Secondo il maestro Dino Risi, sarebbe stato proprio Coluche, in qualche modo, a ispirare Grillo a intraprendere la carriera di arringatore di folle. In un’intervista al “Corriere” del 2007 (in piena epoca “Vaffanculo-Day“, per intenderci), Risi affermò che «Grillo aveva un rispetto enorme per Coluche. Ne riconosceva la grandezza artistica» e che «forse (…) fu proprio Coluche a ispirarlo: lui in Francia era già un idolo per tutti. Era considerato il castigatore dei politici, tanto che poi si candidò alla presidenza della Repubblica. Un personaggio strepitoso. Adoravo le sue cene nel palazzo di Parigi: c’era di tutto e di tutti, anche la pista di cocaina come segnaposto». Nell’intervista, Risi fa riferimento anche a una presunta gelosia di Grillo, causata dall’enorme simpatia di Risi nei confronti della star francese. «Già depresso perché ridotto al ruolo di spalla, Beppe a un certo punto si ingelosì del rapporto speciale che avevo con Coluche. E così, per ripicca, fece la mossa classica dell’attore indispettito: si diede malato. Per due mesi dovemmo sospendere le riprese. Finché qualcuno non gli fece sapere che se non fosse tornato avrebbe dovuto pagare una penale. Parola magica: da buon genovese si ripresentò sul set». Nella stessa intervista il regista usò anche delle parole assai meno tenere nei confronti del leader a 5 stelle, e sul suo crescente impegno politico.

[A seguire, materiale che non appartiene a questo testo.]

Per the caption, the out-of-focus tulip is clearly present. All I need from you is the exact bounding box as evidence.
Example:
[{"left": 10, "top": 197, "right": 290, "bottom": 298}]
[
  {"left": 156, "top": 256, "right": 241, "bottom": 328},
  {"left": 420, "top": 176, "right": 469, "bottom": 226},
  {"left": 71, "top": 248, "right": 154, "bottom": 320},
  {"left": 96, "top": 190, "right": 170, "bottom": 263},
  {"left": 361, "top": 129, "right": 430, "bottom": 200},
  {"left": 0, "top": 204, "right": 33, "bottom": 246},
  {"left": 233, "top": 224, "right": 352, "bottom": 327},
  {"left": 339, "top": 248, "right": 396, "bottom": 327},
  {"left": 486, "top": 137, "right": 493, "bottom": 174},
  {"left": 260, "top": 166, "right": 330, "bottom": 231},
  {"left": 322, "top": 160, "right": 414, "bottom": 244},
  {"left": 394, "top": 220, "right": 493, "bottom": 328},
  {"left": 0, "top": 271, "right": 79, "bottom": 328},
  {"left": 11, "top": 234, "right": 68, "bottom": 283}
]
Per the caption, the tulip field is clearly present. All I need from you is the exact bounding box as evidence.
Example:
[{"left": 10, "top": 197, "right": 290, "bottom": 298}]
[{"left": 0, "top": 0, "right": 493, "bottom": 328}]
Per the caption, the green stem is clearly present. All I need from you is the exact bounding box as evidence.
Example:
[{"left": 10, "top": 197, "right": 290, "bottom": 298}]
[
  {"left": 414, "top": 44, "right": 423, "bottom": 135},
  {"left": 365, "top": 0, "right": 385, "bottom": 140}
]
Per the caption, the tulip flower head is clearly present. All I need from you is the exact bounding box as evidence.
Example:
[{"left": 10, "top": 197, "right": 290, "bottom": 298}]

Non è compito nostro stabilire parallelismi fra l’ascesa politica di Grillo e la folle avventura di Coluche, né la misura in cui il comico francese abbia influito sulla seconda vita del tribuno del popolo. Alcune fra le vicende citate, in fin dei conti, non sono altro che degli interessanti aneddoti. Tuttavia, quel singolare episodio della politica francese (da cui è stato tratto anche un film, Coluche, histoire d’un mec, di Antoine de Caunes, 2008), confrontato con i fenomeni di antipolitica di oggi, ci appare senz’altro degno di suscitare più di una riflessione.